Taking the Amari Cooper trade out of the equation, the Cowboys have gambled five times in recent years. Two of those choices appear to be total busts, at least for the moment: Taco Charlton and Randy Gregory (though I’m still rooting for Gregory to redeem himself).
Of the remaining three picks, I think it’s fair to call the Jaylon Smith pick a qualified success. But the jury is still out on the Vander Esch and Trysten Hill picks.
Vander Esch might go on to have a brilliant career. But he might not. As for Trysten Hill, who knows? It’s just to early to tell.
And the same is true for the Amari Cooper trade. If the Cowboys can sign him to a reasonable contract, I think a lot of observers would view that trade as a big success. But there’s still an “If” there. So we’ll see.
I think the logical question is this: Has this gambling strategy paid off? Has swinging for the fences been worth it for Dallas, or would they have been better off making safer picks?
I think that’s an easy call. They’ve obviously whiffed on two of these five swings, and the death toll could go higher depending on what happens with Vander Esch and Hill. Remember, all of these picks have been first and second-rounders.
Most players taken from these rounds tend to be solid starters, sometimes even Pro Bowl players. Can you imagine who the Cowboys could have on their team with that second-round pick in 2015, had they not gambled on Gregory? Frank Clark, the Pro Bowl defensive end was taken by the Seattle Seahawks just a few picks later.
I don’t know if the Cowboys had Clark on their board five years ago, but I do know that last year, they had UCF safety Juan Thornhill in their sites, before choosing Hill. For the record, Thornhill started most of the season for the Super Bowl Bowl-winning Kansas City Chiefs, instead of riding the bench like Hill.

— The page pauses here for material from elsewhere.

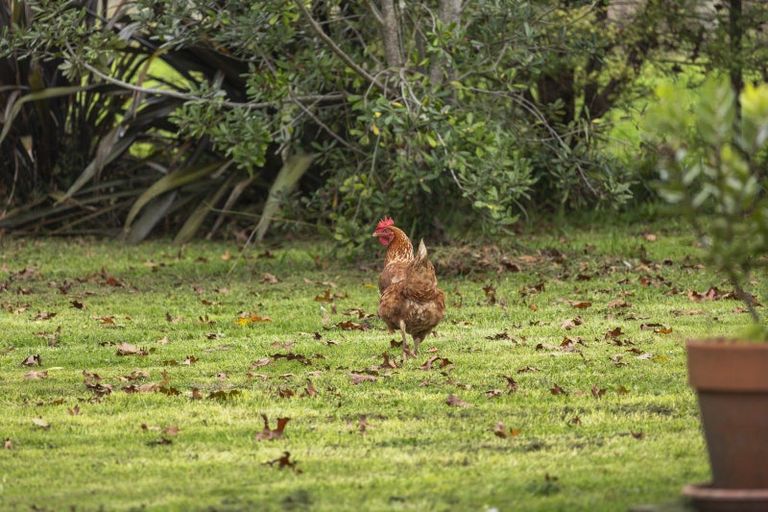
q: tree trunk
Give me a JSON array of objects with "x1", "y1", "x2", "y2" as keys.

We could go on, but I won’t belabor the point. For me, the results of this analysis are pretty clear. Dallas should not have made these gambles. Too many of them haven’t paid off. But that’s the nature of gambles. They usually don’t work out.
Safe picks, though more boring, usually do. Going back to the 2014 draft, how many would rather have selected quarterback Johnny Manziel over perennial All-Pro guard Zack Martin? No one.
I don’t know what the Cowboys head office will do in the upcoming 2020 draft. It’s still pretty early, so they probably don’t know yet either. But I’d like to think they’ve done the same analysis I’ve done here, and have sworn off gambling this year.
That’s my hope: That the Dallas Cowboys make safe choices in the 2020 draft. I think if they just pick according to vice president of player personal and scouting genius Will McClay’s draft board, they’ll do much better. But hey, that’s just my opinion. What do you think?